Pour y parvenir, nous avons regroupé ces affaires, qui couvrent tout le XXe siècle dans notre pays (à quelques exceptions et ouvertures internationales près), en diverses catégories thématiques, selon des critères de différentes natures : le mobile des criminels, leur motivation, leur mode opératoire, leur profil, le lien particulier qui les unit à leurs victimes, etc. : crimes familiaux ou en série, crimes vénaux ou par passion, crimes de haine ou crimes de couple… À chaque fois, avant de plonger dans le grand bain du récit de crimes emblématiques, nous avons tenté de faire apparaître les caractéristiques spécifiques de chacune de ces catégories, d’en souligner les traits communs et les lignes de force. À chaque fois également, nous avons choisi d’aller plus loin que la seule psychologie ou que l’éclairage d’autres disciplines pour décrypter ces histoires en s’aventurant du côté des artistes : comment la littérature, le cinéma, le théâtre… s’emparent d’un crime réel et en font autre chose, une œuvre subjective, une relecture complète, qui marque les esprits et, parfois, s’impose sur la réalité.

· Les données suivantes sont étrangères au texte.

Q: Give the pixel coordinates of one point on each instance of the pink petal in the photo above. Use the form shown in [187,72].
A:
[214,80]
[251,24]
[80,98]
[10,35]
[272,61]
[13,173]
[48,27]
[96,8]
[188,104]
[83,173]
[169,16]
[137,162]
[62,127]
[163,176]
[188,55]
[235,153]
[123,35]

En multipliant ainsi les angles pour parler des faits divers, nous avons voulu cerner non seulement les tenants et aboutissants de ces affaires, non seulement leurs récurences, leur contexte, leurs répercussions, non seulement le profil des criminels… mais aussi la fascination que ces histoires de sang et de mort exercent depuis toujours sur l’opinion publique en général et sur chacun d’entre nous en particulier : c’est ce dont témoigne la multiplication à l’infini de comptes-rendus dans la presse, d’ouvrages de toute nature et d’émissions de télévision aux scores d’audience flatteurs.
Cette popularité du crime ne se dément pas, bien au contraire, au fil du temps. Pourtant, suivant les périodes, ce ne sont pas toujours les mêmes types de crimes qui font la « une » des journaux et bouleversent leurs lecteurs : les assassinats d’enfants sont depuis longtemps considérés comme les pires, les plus abjects, ceux qui les commettent présentés comme les pires des monstres. Ranucci, Patrick Henry, petit Gregory… on ne compte plus les affaires dont les enfants furent les victimes qui ont ainsi bouleversé la France. Depuis quelques années, bien aidés par l’inflation de films les mettant en scène, les tueurs en série et leurs macabres parcours les ont rejoint au fronton médiatique du fait divers.

Chaque époque a ses crimes représentatifs et symboliques, et certaines de ces affaires sont entrées dans l’Histoire, soit par leur résonance dans la société, soit par les débats qu’elles ont alimentés, accompagnant parfois des changements législatifs majeurs, notamment autour de la peine de mort et de son abolition : de ces échos, qui dépassent le seul cadre des faits divers relatés dans ce livre, nous avons également voulu porter témoignage.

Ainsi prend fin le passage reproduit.